During the seventies and eighties, facial plastic surgery became recognized as a national medical specialty society, winning seats on the AMA Plastic Surgery Section, the American College of Surgeons Board of Directors, the AMA House of Delegates, and more. Shown at right, representing the subspecialty at in the AMA House of Delegates in the early eighties, are (from left) J. Regan Thomas and Fred J. Stucker. (Photo courtesy of AAFPRS Archives)
All of this recognition did not sway the general plastic surgeons, who continued to denigrate the facial plastic surgery training of otolaryngologists. A critical point came in 1980, when Jack Anderson wrote an article explaining how otolaryngology had evolved into a head and neck specialty. Titled “An Old Medical Specialty Puts on a New Face… and Head… and Neck,” Anderson’s article was summarized and reprinted in the Journal of the Medical Association of Georgia, jointly bylined by Anderson and William E. Silver. It incensed two general plastic surgeons, who in turn published an article titled “Things Are Never What They Seem, Skim Milk Masquerades as Cream.” Anderson sued and, when he won $1.5 million on appeal in 1988, he donated the proceeds to the Educational and Research Foundation for the AAFPRS. In accepting the gift, then AAFPRS President John R. Hilger said, “No one stands taller in the ranks of facial plastic surgery than Dr. Anderson, and his gift demonstrates the high principles he has set for facial plastic surgery.” Anderson’s gift endowed the fellowship examination administered by the ABFPRS.

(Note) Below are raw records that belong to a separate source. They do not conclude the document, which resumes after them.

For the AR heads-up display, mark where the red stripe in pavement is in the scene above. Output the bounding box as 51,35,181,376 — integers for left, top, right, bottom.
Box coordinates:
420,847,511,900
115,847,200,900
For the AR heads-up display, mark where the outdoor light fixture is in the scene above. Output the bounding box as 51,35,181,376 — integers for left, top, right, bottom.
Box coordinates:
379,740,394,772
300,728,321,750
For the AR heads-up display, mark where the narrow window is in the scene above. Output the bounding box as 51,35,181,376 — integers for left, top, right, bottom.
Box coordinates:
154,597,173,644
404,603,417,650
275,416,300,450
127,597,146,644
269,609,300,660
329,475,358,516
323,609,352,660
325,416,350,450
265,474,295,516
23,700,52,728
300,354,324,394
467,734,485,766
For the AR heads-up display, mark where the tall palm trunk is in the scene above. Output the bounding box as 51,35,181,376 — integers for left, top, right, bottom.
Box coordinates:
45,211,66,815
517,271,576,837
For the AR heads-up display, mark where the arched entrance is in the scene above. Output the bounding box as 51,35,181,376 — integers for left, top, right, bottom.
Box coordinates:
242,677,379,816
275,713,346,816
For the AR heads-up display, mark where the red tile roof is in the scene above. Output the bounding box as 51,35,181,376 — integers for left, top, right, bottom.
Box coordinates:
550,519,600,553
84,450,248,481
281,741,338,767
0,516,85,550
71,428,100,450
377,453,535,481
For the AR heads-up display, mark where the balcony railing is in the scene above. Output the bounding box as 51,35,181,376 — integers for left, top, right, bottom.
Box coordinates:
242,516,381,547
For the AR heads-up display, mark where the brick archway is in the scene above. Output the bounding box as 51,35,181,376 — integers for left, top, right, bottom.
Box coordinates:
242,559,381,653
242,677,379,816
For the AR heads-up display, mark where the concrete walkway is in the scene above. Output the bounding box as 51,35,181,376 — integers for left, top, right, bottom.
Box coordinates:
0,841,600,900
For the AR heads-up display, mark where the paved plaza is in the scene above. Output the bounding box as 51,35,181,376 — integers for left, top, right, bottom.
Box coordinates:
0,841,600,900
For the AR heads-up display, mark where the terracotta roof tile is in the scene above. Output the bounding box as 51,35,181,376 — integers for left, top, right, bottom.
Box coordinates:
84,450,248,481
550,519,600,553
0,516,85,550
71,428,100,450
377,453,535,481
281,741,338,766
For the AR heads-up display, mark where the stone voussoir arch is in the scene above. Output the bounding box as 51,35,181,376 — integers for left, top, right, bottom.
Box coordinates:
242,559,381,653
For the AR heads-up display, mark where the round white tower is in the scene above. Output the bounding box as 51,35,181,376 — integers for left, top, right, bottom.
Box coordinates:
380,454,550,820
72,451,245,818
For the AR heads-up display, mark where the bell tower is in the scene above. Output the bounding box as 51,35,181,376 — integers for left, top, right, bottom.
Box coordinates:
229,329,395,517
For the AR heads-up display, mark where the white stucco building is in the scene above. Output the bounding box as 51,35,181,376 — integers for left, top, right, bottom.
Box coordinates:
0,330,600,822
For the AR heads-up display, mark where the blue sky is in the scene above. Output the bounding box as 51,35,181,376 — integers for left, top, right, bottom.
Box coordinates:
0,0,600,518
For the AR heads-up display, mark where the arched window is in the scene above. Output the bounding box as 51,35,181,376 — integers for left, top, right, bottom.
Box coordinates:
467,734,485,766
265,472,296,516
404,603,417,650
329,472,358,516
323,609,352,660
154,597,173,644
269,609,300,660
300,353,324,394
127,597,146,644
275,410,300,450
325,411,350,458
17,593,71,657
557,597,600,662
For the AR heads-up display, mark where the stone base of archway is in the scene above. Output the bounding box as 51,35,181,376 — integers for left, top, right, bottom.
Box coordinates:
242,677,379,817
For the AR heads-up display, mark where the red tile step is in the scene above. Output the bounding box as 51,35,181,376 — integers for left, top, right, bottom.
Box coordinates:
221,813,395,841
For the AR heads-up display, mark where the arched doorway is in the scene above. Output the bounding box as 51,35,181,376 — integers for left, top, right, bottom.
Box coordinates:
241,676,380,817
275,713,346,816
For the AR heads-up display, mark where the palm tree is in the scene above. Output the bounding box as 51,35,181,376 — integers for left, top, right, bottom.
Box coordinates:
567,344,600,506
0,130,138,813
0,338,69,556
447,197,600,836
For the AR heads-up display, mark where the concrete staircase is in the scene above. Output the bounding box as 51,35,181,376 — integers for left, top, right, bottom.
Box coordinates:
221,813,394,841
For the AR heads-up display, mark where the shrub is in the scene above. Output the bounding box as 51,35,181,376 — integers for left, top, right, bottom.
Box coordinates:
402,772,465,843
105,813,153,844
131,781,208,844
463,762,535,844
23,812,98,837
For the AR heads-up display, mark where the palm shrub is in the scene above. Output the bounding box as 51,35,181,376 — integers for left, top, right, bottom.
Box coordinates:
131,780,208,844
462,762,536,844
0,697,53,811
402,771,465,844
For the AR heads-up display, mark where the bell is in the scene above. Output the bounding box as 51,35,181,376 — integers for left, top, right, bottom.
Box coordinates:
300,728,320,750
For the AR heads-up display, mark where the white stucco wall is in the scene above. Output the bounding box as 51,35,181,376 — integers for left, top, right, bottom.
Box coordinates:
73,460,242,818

(The AAFPRS Foundation, established in 1972, had attracted little monetary support until 1986 AAFPRS President John J. Conley, in response to the 1985 inaugural address of incoming AAFPRS President Robert L. Simons, sent a check for $100,000. The gift prompted Simons and Howard W. Smith, who had served as AAFPRS president in 1983, to establish the Founders Club to generate additional support. Within the year, Leslie Bernstein, who had served as AAFPRS president in 1977, contributed $250,000 for research. Smith himself gave generously, as did 1986 AAFPRS President E. Gaylon McCollough, and soon other leaders followed suit. Today the endowment sustains not only educational but also humanitarian programs, such as the international Face-to-Face program and its companion National Domestic Violence Project.)
As Anderson’s suit was winding down in court, the AAFPRS also approached the ABO, seeking that august body’s support before the ABMS for some form of ABMS subspecialty recognition in facial plastic surgery. It was important for AAFPRS members to be able to identify themselves as “board-certified facial plastic surgeons” so that the public had a few plain English words by which to recognize surgeons essential facial plastic surgery training. This need was underscored by yet another public campaign conducted by the general plastic surgeons, which encouraged patients to see only a “board-certified plastic surgeon” and misinformed the public that the ABPS was the only ABMS board that certified in plastic surgery.
What the AAFPRS proposed to the ABO in 1987 was that the ABO spell out on its certificate the five types of training required of ABO diplomates, including facial plastic and reconstructive surgery. Under pressure from the ABPS and others, the ABMS filed an injunction, preventing this simple compromise. Summarily dismissed by the ABMS in informal conversations was the option of a Certificate of Added Qualifications in facial plastic surgery. The ABO was told it need not bother to apply for this pathway to subspecialty certification because “plastic surgery” was already the domain of a primary board, which arguably occupied it completely.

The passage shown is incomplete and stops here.